Pam Vail makes me cry. True to form, she didn’t have any trouble eliciting emotion during a performance with her improvisational dance company, The Architects, on June 22, a Friday.
To be fair, I can’t say that it was all Pam’s doing as the company also includes Katherine Ferrier, Lisa Gonzales, and Jennifer Kayle. Musician Vicki Brown and lighting designer Kathy Couch were also on the scene and had their own parts to play in what was a profound and touching display of dance, universal in theme.
They searched, they laughed, they fell down (“This is what I do best right now.”), they comforted each other, they abused each other, they were annoyed, they expressed alienation, they reconciled, they were silly. They were more. The performance was no less than a 40-minute window into the human experience. And sometimes the view hurt.
How did they do it? What made this performance so special?
They did it by starting over. When the house lights came up, everything started right then and kept starting right then. Indeed, with no real plan, how could it not?
They did it by being there. There was a sincere sense that the four company members (and the musician and lighting designer) were breathing the same air I was. We were all there together.
They did it by being awesome – awesome at moving their bodies. The beauty, grace and absolute coolness with which some people can move (alone or with others) is one of the best things ever.

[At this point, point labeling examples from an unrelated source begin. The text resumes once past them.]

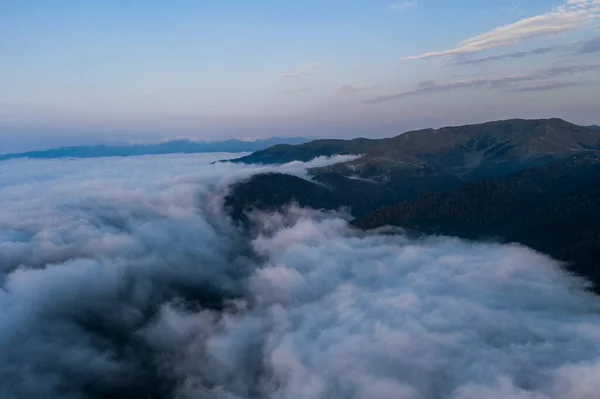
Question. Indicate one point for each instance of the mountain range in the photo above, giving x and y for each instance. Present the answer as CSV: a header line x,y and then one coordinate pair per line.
x,y
536,182
167,147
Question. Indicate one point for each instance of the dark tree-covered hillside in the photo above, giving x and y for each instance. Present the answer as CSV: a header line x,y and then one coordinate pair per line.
x,y
554,209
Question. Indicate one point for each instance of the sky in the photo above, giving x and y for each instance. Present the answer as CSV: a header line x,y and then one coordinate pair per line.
x,y
74,72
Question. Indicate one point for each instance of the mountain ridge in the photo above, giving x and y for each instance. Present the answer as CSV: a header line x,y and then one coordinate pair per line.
x,y
183,146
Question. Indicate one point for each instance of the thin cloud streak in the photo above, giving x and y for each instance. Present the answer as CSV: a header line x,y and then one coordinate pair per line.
x,y
547,87
491,83
508,56
309,69
572,15
403,5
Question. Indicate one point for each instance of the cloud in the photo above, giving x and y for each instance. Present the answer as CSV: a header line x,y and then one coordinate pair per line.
x,y
434,86
572,15
589,46
353,89
508,56
308,69
403,5
301,89
123,278
547,86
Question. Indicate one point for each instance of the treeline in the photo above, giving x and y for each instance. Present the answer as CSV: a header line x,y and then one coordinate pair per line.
x,y
554,209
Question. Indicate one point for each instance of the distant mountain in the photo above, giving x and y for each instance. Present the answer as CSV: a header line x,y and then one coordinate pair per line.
x,y
168,147
484,149
552,208
403,167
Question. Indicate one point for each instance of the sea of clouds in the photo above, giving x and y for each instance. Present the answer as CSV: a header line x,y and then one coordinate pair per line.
x,y
124,278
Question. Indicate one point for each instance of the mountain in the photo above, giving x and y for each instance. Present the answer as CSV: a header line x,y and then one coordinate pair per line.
x,y
551,208
168,147
461,150
403,167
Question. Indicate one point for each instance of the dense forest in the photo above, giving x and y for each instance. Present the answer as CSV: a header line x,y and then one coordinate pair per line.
x,y
553,208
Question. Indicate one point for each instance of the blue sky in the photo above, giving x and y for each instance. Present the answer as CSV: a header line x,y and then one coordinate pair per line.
x,y
75,72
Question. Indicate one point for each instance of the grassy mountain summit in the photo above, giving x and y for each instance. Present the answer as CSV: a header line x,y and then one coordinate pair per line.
x,y
402,167
460,149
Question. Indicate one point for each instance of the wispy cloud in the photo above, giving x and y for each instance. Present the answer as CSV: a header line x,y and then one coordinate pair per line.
x,y
403,5
507,56
308,69
353,89
572,15
590,46
547,86
434,86
295,90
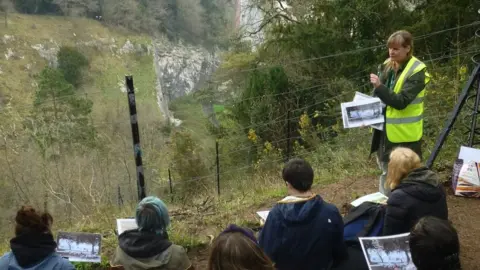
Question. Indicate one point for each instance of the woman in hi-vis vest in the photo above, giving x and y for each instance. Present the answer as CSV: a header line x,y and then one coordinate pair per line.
x,y
401,87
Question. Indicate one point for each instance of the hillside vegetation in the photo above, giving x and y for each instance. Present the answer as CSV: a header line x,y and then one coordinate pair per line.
x,y
67,140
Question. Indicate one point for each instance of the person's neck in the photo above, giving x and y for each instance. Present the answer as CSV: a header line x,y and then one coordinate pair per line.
x,y
303,194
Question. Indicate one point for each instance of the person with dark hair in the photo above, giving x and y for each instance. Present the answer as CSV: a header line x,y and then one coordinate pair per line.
x,y
237,248
302,231
33,246
416,192
148,246
434,245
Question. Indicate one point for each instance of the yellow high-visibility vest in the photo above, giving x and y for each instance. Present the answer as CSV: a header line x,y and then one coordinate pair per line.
x,y
407,125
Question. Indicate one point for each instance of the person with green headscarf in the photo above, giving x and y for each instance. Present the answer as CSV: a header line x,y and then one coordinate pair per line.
x,y
148,246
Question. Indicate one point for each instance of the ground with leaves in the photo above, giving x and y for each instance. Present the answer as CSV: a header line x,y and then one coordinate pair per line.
x,y
461,211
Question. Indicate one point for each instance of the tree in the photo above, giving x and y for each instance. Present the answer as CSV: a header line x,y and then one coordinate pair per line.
x,y
36,7
72,62
78,7
60,118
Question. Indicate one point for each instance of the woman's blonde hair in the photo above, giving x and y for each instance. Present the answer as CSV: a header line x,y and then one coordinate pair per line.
x,y
402,38
402,162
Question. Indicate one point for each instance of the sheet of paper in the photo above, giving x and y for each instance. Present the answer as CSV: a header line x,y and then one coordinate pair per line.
x,y
388,252
263,215
79,247
469,154
125,225
361,96
374,197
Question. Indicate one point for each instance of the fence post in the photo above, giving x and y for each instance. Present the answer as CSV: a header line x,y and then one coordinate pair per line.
x,y
136,137
218,168
120,197
170,181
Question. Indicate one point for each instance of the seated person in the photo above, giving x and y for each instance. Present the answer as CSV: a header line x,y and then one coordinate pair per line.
x,y
148,246
416,193
434,245
237,248
33,246
302,231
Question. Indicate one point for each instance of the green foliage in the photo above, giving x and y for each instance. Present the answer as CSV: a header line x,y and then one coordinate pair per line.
x,y
72,63
60,118
189,164
302,67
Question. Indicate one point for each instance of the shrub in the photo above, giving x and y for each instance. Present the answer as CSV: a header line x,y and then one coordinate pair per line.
x,y
72,62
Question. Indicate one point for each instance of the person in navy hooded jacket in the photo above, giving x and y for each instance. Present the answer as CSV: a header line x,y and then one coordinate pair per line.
x,y
302,231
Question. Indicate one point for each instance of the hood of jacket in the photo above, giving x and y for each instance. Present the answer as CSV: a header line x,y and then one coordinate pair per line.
x,y
297,210
139,244
423,184
30,249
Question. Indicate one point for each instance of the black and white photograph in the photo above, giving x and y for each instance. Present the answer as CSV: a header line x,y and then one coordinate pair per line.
x,y
361,96
126,224
388,252
362,113
79,247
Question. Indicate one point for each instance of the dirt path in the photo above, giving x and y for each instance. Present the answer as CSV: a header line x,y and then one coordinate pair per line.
x,y
462,212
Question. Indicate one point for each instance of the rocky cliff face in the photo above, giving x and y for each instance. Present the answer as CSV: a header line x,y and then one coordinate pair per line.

They did it by taking off masks. There was full-on emotion being expressed during the performance and that only happens if the artist can melt the mask, be vulnerable and let it out.
They did it by finding flow. Like all humans, there were times when they were searching, but they found it. They felt the room and the Hymn (or whatever) and they moved with it. They disappeared and something else took the space.
The Architects found the place where magic happens. Outside of this place, all you have are fancy turns and movements I can’t do. All you have is a guy on stage with a guitar. All you have is paint on canvas. They transcended all of that one night in June and spend most of their time in the place of art, in the place that all creatives aspire to be, in the place that draws down the tears.